UB-Mannheim / RaiseWikibase

Knowledge graph construction: Fast inserts into a Wikibase instance
https://ub-mannheim.github.io/RaiseWikibase/
MIT License
45 stars 7 forks source link

fill the secondary storage for items and properties #7

Closed shigapov closed 2 years ago

shigapov commented 3 years ago

Running the maintenance scripts for filling the secondary storage is a just workaround. We need to fill the secondary storage for items and properties properly.
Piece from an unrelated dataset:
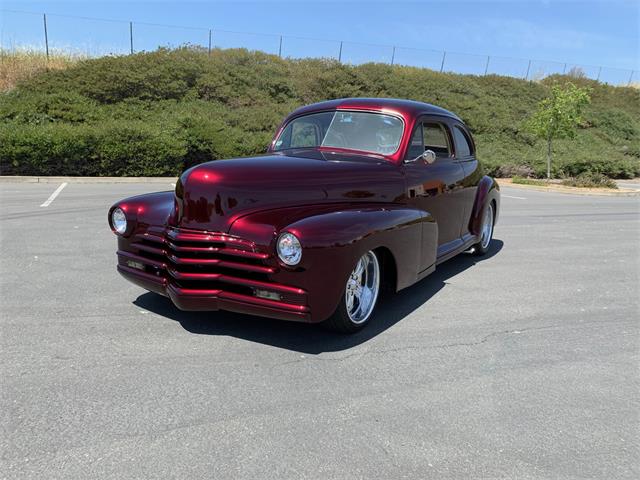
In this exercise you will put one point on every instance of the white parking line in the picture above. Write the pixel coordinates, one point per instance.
(54, 195)
(511, 196)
See https://doc.wikimedia.org/Wikibase/master/php/md_docs_storage_terms.html.

shigapov commented 3 years ago

The commit https://github.com/UB-Mannheim/RaiseWikibase/commit/428c28b9334e9bdb613b3a49d42384a88c7398a2 allows to insert the fingerprint data (labels, aliases and descriptions) into the secondary tables on the fly as well. The results of the first tests using https://github.com/UB-Mannheim/RaiseWikibase/blob/main/megaWikibase.py are here:

  1. 8965 properties with monolingual labels, descriptions and aliases are uploaded in 99 seconds (previously in 42 seconds). So roughly 90 properties per second.
  2. 20000 items with one label and without aliases/descriptions (but with 2-3 claims with a qualifier & reference) are uploaded in 112 seconds (previously in 84 seconds). Roughly 178 items per second.

Performance has dropped. Can it be improved?